I made a marginal salary. I couldn’t afford a car, so I always took the bus and then I would walk two blocks. I’m walking with a black velvet cape, a yellow silk scarf. I always dressed very lively. And often these were maybe five-hundred-dollar outfits I got for twenty-five, thirty-five bucks—no one knows. When you’re relating to gangbangers, poor girls, runaways, unwed mothers, I always want to provide a sense of hope
: to teach survival techniques. If you don’t look like a square Jane, you’re more likely to get an open conversation and dialogue.
One time, I’m walking down the street and a young man about nineteen pulled a switchblade out of his sleeve. I had only seen these in movies, switchblades. It flipped open. I was kind of fascinated. He said, “I want your wallet.” I handed him my wallet and he says, “Only ninety cents?” I said, “Buddy, I’ve had my purse stolen six times. Do I look stupid? I don’t carry much money on me—I don’t make much money. And I’ve got to go open the clinic.” He returned the wallet and said, “Give me your whole purse!” I said, “Young man, I know you don’t use my type of comb, and you don’t wear lipstick. I’d hate to have gossipers talking about you walking around with a lady’s purse”—impromptu reasoning. I talked calmly and directly into his eyes, and I talked softly. He did not have the switchblade up to my neck, he had it at the side of his body. So I knew from at least some street smarts that he was a novice. If he’d had it at my neck, I would have said, “Take anything. Come, I’ll do your cooking,” whatever, just to survive. When he realized that I wasn’t going to cough it up, he was stunned. He bowed and said, “Oh, after you.” I said, “No, buster, after you.” So we’re both bowing, like two matadors facing. He said, “After you,” like a gentleman letting a lady pass. All of a sudden his manners kicked in. And we kept bowing and separating and taking a few steps backwards. And eventually he turned and ran. I turned the corner and then I had a few tears coming down my cheek. Not so much scared as ticked off. How dare you?! I’ve cut my salary in half, knocked myself out for this clinic and these people that I love, and I have never harmed a flea. How could you?

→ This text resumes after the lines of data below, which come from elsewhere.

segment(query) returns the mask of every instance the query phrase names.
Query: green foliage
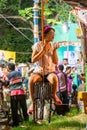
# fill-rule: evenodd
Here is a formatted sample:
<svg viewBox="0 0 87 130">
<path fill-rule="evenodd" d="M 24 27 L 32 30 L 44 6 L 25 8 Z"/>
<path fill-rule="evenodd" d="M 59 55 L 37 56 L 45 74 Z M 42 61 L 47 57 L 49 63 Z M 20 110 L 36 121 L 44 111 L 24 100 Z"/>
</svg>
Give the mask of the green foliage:
<svg viewBox="0 0 87 130">
<path fill-rule="evenodd" d="M 16 62 L 28 62 L 31 57 L 31 46 L 33 45 L 33 0 L 0 0 L 0 13 L 3 16 L 13 18 L 0 18 L 0 49 L 17 52 Z M 41 2 L 39 3 L 39 25 L 41 25 Z M 49 0 L 45 4 L 44 15 L 46 24 L 58 24 L 69 19 L 72 8 L 59 0 Z M 15 18 L 15 16 L 17 18 Z M 76 22 L 71 15 L 70 20 Z M 24 28 L 16 30 L 15 28 Z M 41 30 L 41 26 L 39 26 Z M 21 31 L 27 38 L 25 38 Z M 29 40 L 30 39 L 30 40 Z"/>
<path fill-rule="evenodd" d="M 30 8 L 25 8 L 24 10 L 19 10 L 19 14 L 22 17 L 26 17 L 29 20 L 33 18 L 33 9 L 32 7 L 30 7 Z"/>
</svg>

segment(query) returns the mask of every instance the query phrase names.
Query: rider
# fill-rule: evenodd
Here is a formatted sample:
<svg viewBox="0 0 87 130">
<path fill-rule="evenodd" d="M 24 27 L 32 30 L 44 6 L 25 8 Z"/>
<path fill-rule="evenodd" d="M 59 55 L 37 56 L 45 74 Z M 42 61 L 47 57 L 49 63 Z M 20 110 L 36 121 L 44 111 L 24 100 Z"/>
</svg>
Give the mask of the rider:
<svg viewBox="0 0 87 130">
<path fill-rule="evenodd" d="M 39 41 L 32 47 L 32 62 L 37 66 L 29 80 L 29 90 L 31 100 L 33 102 L 33 86 L 36 82 L 42 81 L 45 76 L 47 80 L 53 85 L 52 97 L 56 104 L 62 104 L 61 100 L 57 97 L 58 78 L 55 73 L 55 66 L 58 64 L 58 57 L 56 49 L 59 45 L 51 44 L 54 39 L 55 30 L 51 26 L 44 27 L 44 42 Z M 33 110 L 29 110 L 31 113 Z"/>
</svg>

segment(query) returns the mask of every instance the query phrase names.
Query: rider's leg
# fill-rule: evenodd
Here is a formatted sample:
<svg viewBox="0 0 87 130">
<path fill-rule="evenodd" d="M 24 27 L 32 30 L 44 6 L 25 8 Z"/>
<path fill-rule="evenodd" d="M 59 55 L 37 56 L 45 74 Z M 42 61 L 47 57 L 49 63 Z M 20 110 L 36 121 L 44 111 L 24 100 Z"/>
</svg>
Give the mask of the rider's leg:
<svg viewBox="0 0 87 130">
<path fill-rule="evenodd" d="M 42 81 L 42 77 L 38 74 L 33 74 L 29 79 L 30 98 L 31 98 L 32 102 L 33 102 L 34 84 L 36 82 L 40 82 L 40 81 Z"/>
<path fill-rule="evenodd" d="M 61 100 L 57 97 L 56 92 L 58 89 L 58 77 L 56 76 L 56 74 L 54 73 L 50 73 L 47 76 L 48 81 L 53 85 L 53 92 L 52 92 L 52 96 L 54 98 L 54 101 L 56 104 L 61 104 Z"/>
<path fill-rule="evenodd" d="M 29 109 L 28 109 L 28 113 L 30 113 L 30 114 L 32 114 L 32 112 L 33 112 L 33 94 L 34 94 L 33 88 L 34 88 L 34 84 L 36 82 L 40 82 L 40 81 L 42 81 L 42 77 L 38 74 L 33 74 L 29 79 L 28 87 L 29 87 L 30 99 L 31 99 L 31 102 L 32 102 L 31 106 L 29 106 Z"/>
</svg>

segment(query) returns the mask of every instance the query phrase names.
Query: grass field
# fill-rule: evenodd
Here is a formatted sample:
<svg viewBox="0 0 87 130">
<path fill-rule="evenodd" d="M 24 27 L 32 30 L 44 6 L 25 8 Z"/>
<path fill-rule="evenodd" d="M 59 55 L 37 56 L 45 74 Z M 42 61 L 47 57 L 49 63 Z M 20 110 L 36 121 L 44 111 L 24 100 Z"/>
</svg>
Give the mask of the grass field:
<svg viewBox="0 0 87 130">
<path fill-rule="evenodd" d="M 43 121 L 42 124 L 34 124 L 30 117 L 29 121 L 11 130 L 86 130 L 86 124 L 87 115 L 74 110 L 66 116 L 52 116 L 51 123 Z"/>
</svg>

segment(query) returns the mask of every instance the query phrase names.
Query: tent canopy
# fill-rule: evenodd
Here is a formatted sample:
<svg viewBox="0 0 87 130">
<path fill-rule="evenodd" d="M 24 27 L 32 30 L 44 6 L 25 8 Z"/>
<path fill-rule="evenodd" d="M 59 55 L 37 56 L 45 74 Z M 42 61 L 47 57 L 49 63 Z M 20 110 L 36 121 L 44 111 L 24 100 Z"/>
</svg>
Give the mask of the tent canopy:
<svg viewBox="0 0 87 130">
<path fill-rule="evenodd" d="M 68 26 L 67 30 L 64 30 L 64 26 Z M 55 29 L 55 39 L 54 42 L 63 42 L 63 41 L 69 41 L 69 42 L 80 42 L 80 39 L 76 36 L 76 28 L 78 25 L 76 23 L 64 23 L 64 24 L 58 24 L 54 25 L 53 28 Z"/>
</svg>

I was recruited by Northwestern and I wanted a fascinating job. I knew I could go the cushy route, make a ton of money, but it’d be boring. I love adventure—not danger, adventure. Here I could build from scratch. I consider myself a visionary. Even if you go to a job nine-to-five, you can still be visionary. I recruited student nurses, social workers, medical record students. I did marketing, I worked on grant proposals, publicity. We had Spanish and blacks and Caucasians. When the word got out, we got Asians, East Indians, multiethnic. We had no elevator—they had to walk up three flights of stairs.